Monday, 3 April 2017

March 2017 Review

I finished the month with the Spring Cold. In the middle of these colds, I wonder if I will ever be well again. Will I be able to walk more than twenty yards without getting breathless? Will I be able to focus enough to do any work, even from home? Will I ever have an uninterrupted night's sleep again, and will that sleep ever be free of fever-driven obsessive imagery and stories? Intellectually I know it will all be over in a few days, that doesn't help me get through it now. I'm used to being clear-headed and physically on form, unlike the rest of you, who have hangovers, mysterious aches, low days caused by eating curries after too much lager, and dodgy sleep from having a row with your partner, or from the kids teething. None of that happens to me, so when anything breaks my serene routine, it's Literally. The. Worst.
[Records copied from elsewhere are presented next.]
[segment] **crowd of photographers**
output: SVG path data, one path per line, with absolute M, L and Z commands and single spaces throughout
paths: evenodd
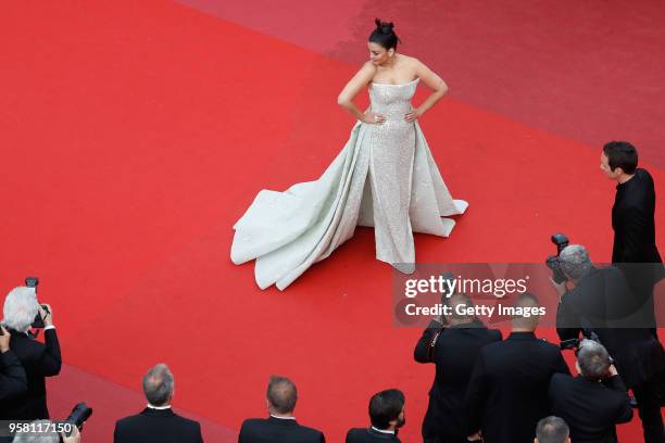
M 537 337 L 538 316 L 513 316 L 512 330 L 503 339 L 468 314 L 473 309 L 457 309 L 474 306 L 468 295 L 444 296 L 452 314 L 432 319 L 414 351 L 416 362 L 436 366 L 422 426 L 426 443 L 615 443 L 616 425 L 630 421 L 633 408 L 644 442 L 665 443 L 665 351 L 653 301 L 654 286 L 665 271 L 655 248 L 653 180 L 637 169 L 637 152 L 625 142 L 605 145 L 601 168 L 618 182 L 613 208 L 616 266 L 594 266 L 586 248 L 569 245 L 565 236 L 553 237 L 557 255 L 547 263 L 560 300 L 560 345 Z M 85 404 L 64 421 L 71 425 L 67 429 L 8 436 L 12 422 L 47 429 L 62 425 L 48 421 L 45 380 L 60 372 L 62 358 L 53 311 L 38 303 L 37 283 L 27 279 L 4 301 L 0 442 L 80 442 L 79 429 L 91 414 Z M 514 306 L 517 313 L 532 313 L 541 304 L 536 295 L 522 293 Z M 43 331 L 43 339 L 35 340 L 34 330 Z M 562 349 L 575 350 L 577 376 L 570 375 Z M 165 365 L 148 371 L 143 392 L 148 406 L 117 421 L 115 443 L 203 441 L 198 422 L 171 409 L 174 378 Z M 268 417 L 246 420 L 239 442 L 325 442 L 321 431 L 296 421 L 296 402 L 291 380 L 271 378 Z M 399 390 L 375 394 L 368 405 L 371 426 L 349 430 L 346 441 L 399 442 L 404 404 Z
M 617 442 L 615 427 L 632 419 L 633 407 L 643 441 L 665 442 L 665 352 L 643 321 L 643 312 L 653 308 L 637 306 L 624 274 L 594 266 L 581 245 L 562 248 L 557 262 L 563 278 L 552 283 L 560 296 L 560 345 L 537 338 L 537 316 L 514 316 L 503 339 L 465 315 L 473 311 L 457 309 L 474 306 L 469 296 L 443 299 L 452 314 L 430 322 L 414 353 L 417 362 L 436 365 L 425 442 L 532 442 L 537 423 L 549 416 L 565 421 L 574 443 Z M 514 305 L 532 312 L 540 303 L 524 293 Z M 575 350 L 576 377 L 562 349 Z

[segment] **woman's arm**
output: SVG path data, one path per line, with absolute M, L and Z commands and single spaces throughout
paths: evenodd
M 359 94 L 363 88 L 367 86 L 369 81 L 374 78 L 376 74 L 376 66 L 372 62 L 367 62 L 360 68 L 357 73 L 349 80 L 344 89 L 339 93 L 337 98 L 337 104 L 347 110 L 351 115 L 357 118 L 361 122 L 365 123 L 381 123 L 385 118 L 381 115 L 367 113 L 364 114 L 357 106 L 353 103 L 353 99 Z M 375 117 L 378 117 L 376 119 Z
M 431 106 L 435 105 L 436 102 L 441 100 L 446 92 L 448 92 L 448 85 L 441 77 L 439 77 L 434 71 L 427 67 L 419 60 L 415 61 L 416 64 L 416 74 L 421 78 L 421 80 L 430 89 L 434 90 L 432 93 L 418 107 L 413 110 L 412 113 L 406 114 L 406 121 L 412 122 L 418 118 L 421 115 L 425 114 Z

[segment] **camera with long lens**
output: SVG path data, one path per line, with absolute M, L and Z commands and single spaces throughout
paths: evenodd
M 88 420 L 88 418 L 90 418 L 91 415 L 92 408 L 88 407 L 88 405 L 85 403 L 79 403 L 74 406 L 74 409 L 72 409 L 72 414 L 70 414 L 70 416 L 64 421 L 66 423 L 74 425 L 76 428 L 78 428 L 79 431 L 83 431 L 84 423 Z M 73 430 L 74 429 L 70 430 L 68 432 L 64 432 L 64 435 L 71 436 Z
M 552 269 L 552 280 L 557 283 L 563 283 L 564 281 L 567 281 L 568 278 L 561 268 L 561 262 L 559 261 L 559 256 L 561 255 L 561 251 L 563 251 L 564 248 L 566 248 L 570 242 L 568 241 L 568 238 L 563 233 L 555 233 L 550 240 L 556 245 L 556 255 L 550 255 L 545 260 L 545 265 L 548 265 L 548 267 Z
M 39 279 L 37 277 L 27 277 L 25 279 L 25 286 L 28 287 L 28 288 L 35 288 L 35 293 L 37 293 L 37 287 L 39 286 Z M 41 305 L 41 308 L 43 311 L 46 311 L 47 314 L 51 313 L 47 305 Z M 37 315 L 35 316 L 35 319 L 33 320 L 33 324 L 30 326 L 34 329 L 43 329 L 45 328 L 46 325 L 43 324 L 43 318 L 41 318 L 39 313 L 37 313 Z

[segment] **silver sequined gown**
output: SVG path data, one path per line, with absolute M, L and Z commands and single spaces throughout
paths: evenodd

I got in a training session in on the last Saturday of the month, and that was it.

I saw Personal Shopper at the Curzon Mayfair, and John Wick 2 at my local Cineworld. I went through half of Angel S4 at a clip, and then stopped. I will carry on, but I wasn’t in the mood.

I read James Salter’s The Hunters, Somerset Maugham’s The Merry-Go-Round, Wells Towers’ Everything Ravaged, Everything Burned, David Szalay’s London and The South-East, and Svetlana Alpers’ The Vexations of Art. I can commend the first three, but Szalay's novel left me feeling like I needed a shower. Alpers' book on Velasquez is in that style of art commentary which mixes interesting history with that weird art theory that finds great epistemological significance in the fact that the painter stands in front of the canvas to paint.

Sis and I had her birthday supper at Picture, because we like it there, and I had an early supper at the Argentinian restaurant in Richmond with another friend of Bill and Bob. Between my teeth and the winter, this is the first time I've been eating out socially. I stopped by Gulu Gulu for their unique take on sushi the Thursday before The Cold.

I went to a delightfully arcane City ceremony called a "Wardmoot" in the Parish Hall of St Botolph's Without Bishopsgate. It's where the candidates for the Council of the Ward of Bishopsgate are elected and confirmed in their position. People who work in the City get to vote for Councilmen as well as the very few residents in the Ward. Most of the people there were officials and candidates, including a Beadle who shouted Oyez Oyez Oyez and called on us to attend, shut up and listen. I thought one of the people wandering about in fancy gowns looked familiar, to the point where I thought "That's Baroness Scotland", and then when I got the Agenda, there it was. Patricia "The Overspender" Scotland is the Alderman for the Bishopsgate Ward. The ceremony was full of people saying admiring things about each other, as often happens at these ceremonial events. There are six councilmen, and had been IIRC nine or ten candidates in February. Then four dropped out and there was no need for anyone to vote for anyone. That's democracy for you. The next one is in four years' time, when I might not be working, so I'm glad I had that little glimpse of City ceremonial arcana.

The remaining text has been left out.